I think this is pretty cool, though most of the sample pictures feature Link and Ilia together...look at the pictures there. There should be a download link for all of them there as well for those interested.


----------



## Dirtie (Apr 20, 2007)

Took that the day after the Japanese ISO was released - could've exported it to a 3DS file if I wanted 
	

	
	
		
		

		
		
	


	




But it looks like they put a lot more work into these models, rather than just exporting them with some public tool. Good job.


----------



## Mehdi (Apr 20, 2007)

if this is possible how come emulating it is hard...


----------



## Dirtie (Apr 20, 2007)

Actually, I think Twilight Princess does run in an emulator - just really slowly like most things.


----------



## Ender15 (Apr 20, 2007)

This news is about 5 months old.

I have had Twilight Princess Models converted and ragdolled in GMOD 10 for well over 3 months now.

Along with OoT, FEAR, Quake4, Doom3, Dark Messiah of Might and Magic, BF2, JK3, and several other games models... all ragdolled, and some even player models.

Anyways the models are the least impressive part of facepunch.

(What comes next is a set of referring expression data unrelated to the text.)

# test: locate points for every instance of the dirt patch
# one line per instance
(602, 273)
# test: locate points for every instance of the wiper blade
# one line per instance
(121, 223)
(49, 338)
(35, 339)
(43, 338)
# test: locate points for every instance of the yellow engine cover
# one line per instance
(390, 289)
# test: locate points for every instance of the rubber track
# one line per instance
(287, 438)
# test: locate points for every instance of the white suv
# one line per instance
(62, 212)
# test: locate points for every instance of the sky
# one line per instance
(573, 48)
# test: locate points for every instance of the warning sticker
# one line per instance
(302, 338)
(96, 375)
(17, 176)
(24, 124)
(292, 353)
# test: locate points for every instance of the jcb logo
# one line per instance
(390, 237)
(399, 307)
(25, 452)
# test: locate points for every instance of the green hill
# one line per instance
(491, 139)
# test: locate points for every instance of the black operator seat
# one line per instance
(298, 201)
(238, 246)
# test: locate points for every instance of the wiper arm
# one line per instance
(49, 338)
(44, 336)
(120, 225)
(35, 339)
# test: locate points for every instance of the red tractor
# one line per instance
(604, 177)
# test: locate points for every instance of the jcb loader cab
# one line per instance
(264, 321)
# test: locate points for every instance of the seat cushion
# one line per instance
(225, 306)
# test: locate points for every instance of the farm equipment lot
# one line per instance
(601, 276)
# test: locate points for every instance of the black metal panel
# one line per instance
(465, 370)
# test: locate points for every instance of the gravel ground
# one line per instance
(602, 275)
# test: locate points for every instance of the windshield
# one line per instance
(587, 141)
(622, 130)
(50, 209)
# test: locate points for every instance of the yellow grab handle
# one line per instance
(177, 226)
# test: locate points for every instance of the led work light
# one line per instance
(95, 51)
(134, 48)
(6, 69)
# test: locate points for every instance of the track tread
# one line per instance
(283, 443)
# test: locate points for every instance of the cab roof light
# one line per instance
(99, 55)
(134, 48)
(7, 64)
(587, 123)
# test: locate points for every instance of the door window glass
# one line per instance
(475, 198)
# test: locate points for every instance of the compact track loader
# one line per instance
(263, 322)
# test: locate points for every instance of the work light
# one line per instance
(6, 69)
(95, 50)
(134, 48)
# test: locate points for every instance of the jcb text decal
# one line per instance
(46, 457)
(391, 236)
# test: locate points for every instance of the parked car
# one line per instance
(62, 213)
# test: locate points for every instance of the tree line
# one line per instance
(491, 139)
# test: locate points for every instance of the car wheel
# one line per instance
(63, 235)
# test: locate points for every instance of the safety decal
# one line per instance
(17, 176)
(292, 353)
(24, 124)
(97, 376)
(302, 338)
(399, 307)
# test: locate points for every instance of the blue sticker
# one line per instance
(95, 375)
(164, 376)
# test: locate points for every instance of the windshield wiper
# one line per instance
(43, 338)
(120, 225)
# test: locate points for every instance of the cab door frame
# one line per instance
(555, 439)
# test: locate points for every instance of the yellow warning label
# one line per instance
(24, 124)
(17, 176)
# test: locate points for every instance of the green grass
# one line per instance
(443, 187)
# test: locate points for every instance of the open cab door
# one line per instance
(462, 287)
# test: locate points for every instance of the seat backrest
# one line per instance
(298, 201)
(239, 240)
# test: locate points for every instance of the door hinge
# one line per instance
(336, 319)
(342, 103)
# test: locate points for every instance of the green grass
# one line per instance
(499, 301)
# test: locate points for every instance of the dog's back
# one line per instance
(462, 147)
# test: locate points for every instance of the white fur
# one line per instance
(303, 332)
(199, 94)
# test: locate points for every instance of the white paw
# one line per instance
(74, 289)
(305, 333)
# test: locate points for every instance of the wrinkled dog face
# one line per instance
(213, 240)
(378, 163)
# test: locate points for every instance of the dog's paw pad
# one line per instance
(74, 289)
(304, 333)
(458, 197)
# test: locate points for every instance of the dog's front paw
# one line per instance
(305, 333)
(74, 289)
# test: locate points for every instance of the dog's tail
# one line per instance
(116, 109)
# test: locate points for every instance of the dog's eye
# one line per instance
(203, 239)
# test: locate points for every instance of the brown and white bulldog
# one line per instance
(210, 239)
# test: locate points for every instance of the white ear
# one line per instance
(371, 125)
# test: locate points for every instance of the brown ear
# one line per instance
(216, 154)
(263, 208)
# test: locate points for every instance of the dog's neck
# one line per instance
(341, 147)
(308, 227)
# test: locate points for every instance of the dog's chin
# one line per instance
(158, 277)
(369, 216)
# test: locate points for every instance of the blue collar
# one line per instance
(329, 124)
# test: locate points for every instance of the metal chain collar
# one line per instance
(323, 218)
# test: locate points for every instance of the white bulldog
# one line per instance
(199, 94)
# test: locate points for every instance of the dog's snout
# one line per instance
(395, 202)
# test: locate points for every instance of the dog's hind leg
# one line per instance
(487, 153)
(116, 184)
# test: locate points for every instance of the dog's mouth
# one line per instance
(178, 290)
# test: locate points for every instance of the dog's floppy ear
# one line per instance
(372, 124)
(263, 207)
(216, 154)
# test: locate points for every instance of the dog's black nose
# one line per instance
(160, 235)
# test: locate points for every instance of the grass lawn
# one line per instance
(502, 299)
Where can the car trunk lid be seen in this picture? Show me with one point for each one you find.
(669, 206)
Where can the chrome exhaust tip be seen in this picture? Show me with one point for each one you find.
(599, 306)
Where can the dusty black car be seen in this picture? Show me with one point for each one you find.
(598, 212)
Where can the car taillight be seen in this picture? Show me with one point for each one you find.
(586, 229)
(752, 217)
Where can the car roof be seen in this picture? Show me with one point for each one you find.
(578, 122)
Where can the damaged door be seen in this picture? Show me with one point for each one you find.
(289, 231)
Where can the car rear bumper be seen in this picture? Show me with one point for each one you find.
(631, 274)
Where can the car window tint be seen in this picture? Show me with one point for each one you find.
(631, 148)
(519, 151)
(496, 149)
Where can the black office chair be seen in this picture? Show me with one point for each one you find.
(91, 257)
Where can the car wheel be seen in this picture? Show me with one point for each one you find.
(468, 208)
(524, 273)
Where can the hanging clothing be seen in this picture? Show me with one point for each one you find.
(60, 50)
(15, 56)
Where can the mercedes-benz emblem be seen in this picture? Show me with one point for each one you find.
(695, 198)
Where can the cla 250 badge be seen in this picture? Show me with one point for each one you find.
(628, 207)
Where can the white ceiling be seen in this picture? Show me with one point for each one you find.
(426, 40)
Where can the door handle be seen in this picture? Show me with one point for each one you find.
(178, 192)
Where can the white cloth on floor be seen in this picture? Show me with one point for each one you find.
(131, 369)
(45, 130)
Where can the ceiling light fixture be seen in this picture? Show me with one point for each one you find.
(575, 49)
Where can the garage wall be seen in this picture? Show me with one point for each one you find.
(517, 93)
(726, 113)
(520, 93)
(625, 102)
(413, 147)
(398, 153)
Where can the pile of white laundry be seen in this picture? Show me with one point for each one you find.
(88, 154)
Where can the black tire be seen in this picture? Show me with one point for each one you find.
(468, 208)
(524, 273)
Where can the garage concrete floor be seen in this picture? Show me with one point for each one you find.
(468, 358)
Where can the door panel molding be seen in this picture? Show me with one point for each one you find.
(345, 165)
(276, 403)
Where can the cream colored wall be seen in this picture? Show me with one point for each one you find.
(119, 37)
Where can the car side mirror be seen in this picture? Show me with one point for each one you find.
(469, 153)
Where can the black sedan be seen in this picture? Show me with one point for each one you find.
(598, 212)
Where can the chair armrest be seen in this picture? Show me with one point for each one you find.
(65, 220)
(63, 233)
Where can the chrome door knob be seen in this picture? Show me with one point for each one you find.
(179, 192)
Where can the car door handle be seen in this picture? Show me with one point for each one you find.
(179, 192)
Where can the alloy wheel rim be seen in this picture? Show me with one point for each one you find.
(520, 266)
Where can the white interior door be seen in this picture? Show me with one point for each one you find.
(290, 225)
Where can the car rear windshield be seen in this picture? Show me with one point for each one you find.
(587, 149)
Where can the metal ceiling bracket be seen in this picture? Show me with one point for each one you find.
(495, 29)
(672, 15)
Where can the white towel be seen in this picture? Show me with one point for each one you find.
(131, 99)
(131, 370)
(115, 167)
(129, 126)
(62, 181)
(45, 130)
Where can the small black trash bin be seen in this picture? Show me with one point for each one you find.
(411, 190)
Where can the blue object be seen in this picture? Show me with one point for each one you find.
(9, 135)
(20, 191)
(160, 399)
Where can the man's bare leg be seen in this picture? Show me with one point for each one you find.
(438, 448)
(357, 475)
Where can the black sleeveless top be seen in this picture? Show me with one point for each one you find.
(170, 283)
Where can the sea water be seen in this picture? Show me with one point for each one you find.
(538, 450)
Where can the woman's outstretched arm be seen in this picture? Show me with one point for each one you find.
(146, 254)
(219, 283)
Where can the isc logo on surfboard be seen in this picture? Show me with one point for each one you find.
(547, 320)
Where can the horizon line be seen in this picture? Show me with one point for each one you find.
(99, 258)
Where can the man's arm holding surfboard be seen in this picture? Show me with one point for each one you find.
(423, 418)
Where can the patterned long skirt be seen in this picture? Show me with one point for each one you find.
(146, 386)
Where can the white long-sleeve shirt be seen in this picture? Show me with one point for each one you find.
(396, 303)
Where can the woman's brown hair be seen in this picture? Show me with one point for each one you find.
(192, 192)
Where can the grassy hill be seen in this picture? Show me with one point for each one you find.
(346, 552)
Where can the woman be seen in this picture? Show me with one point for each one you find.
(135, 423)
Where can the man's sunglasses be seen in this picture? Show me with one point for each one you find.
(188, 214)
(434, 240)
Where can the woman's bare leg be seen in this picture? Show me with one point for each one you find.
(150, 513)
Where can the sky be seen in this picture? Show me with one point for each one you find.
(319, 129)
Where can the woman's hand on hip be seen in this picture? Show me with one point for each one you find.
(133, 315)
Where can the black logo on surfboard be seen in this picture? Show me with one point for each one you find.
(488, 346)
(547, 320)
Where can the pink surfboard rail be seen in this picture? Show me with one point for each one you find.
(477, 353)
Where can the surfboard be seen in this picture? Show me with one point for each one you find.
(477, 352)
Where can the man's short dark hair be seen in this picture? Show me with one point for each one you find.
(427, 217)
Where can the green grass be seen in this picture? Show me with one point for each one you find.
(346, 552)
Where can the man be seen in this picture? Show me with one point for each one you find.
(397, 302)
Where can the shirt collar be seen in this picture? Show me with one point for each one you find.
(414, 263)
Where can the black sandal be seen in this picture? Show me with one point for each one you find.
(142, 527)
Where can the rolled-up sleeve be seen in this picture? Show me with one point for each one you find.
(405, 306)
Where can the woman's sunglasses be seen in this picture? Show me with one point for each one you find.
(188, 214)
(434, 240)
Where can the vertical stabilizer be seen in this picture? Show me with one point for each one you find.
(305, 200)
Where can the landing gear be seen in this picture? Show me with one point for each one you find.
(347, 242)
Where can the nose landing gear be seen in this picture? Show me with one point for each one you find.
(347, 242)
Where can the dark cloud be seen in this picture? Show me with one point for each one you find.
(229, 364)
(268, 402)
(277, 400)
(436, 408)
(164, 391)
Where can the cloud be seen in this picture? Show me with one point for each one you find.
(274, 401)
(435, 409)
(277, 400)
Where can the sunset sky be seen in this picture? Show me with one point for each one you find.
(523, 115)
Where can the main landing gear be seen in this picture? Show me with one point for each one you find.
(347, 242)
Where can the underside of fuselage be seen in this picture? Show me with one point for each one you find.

The Lua coding is what really shines...

Anyways, all of us facepunchers welcome you to our forums (and keep away from the OIFY, if you fear for your health).


----------



## Linkiboy (Apr 21, 2007)

http://thelastboss.com/photo.phtml?post_ke...&photo_key=1635


----------



## nintendofreak (Apr 21, 2007)

QUOTE(Linkiboy @ Apr 20 2007 said:


> http://thelastboss.com/photo.phtml?post_ke...&photo_key=1635




Spoiler that, sir!


----------



## Linkiboy (Apr 21, 2007)

QUOTE(nintendofreak @ Apr 20 2007 said:


> QUOTE(Linkiboy @ Apr 20 2007 said:
> 
> 
> > http://thelastboss.com/photo.phtml?post_ke...&photo_key=1635
> ...


Why? Everyone knows how Midna looks like.


----------



## nintendofreak (Apr 21, 2007)

I didnt know it was the last boss


----------



## Relys (Apr 21, 2007)

This is old news. I was the person that supplyed the tools around! ^.^ I hope to see this go someware...


----------



## Linkiboy (Apr 22, 2007)

QUOTE(nintendofreak @ Apr 21 2007 said:


> I didnt know it was the last boss








...

That's the name of the website.


----------



## romulet (Apr 23, 2007)

That is crazy


----------



## Harsky (Apr 23, 2007)

So is there any tools that can rip a lot of models from GC games? Wondering if I could do the same with Smash Bros Melee in my spare time


----------



## Heran Bago (Apr 23, 2007)

QUOTE(Harsky @ Apr 22 2007 said:


> So is there any tools that can rip a lot of models from GC games? Wondering if I could do the same with Smash Bros Melee in my spare time


Yeah, someone used Samus's SSBM model for this:
http://www.gametrailers.com/umwatcher.php?id=57998


----------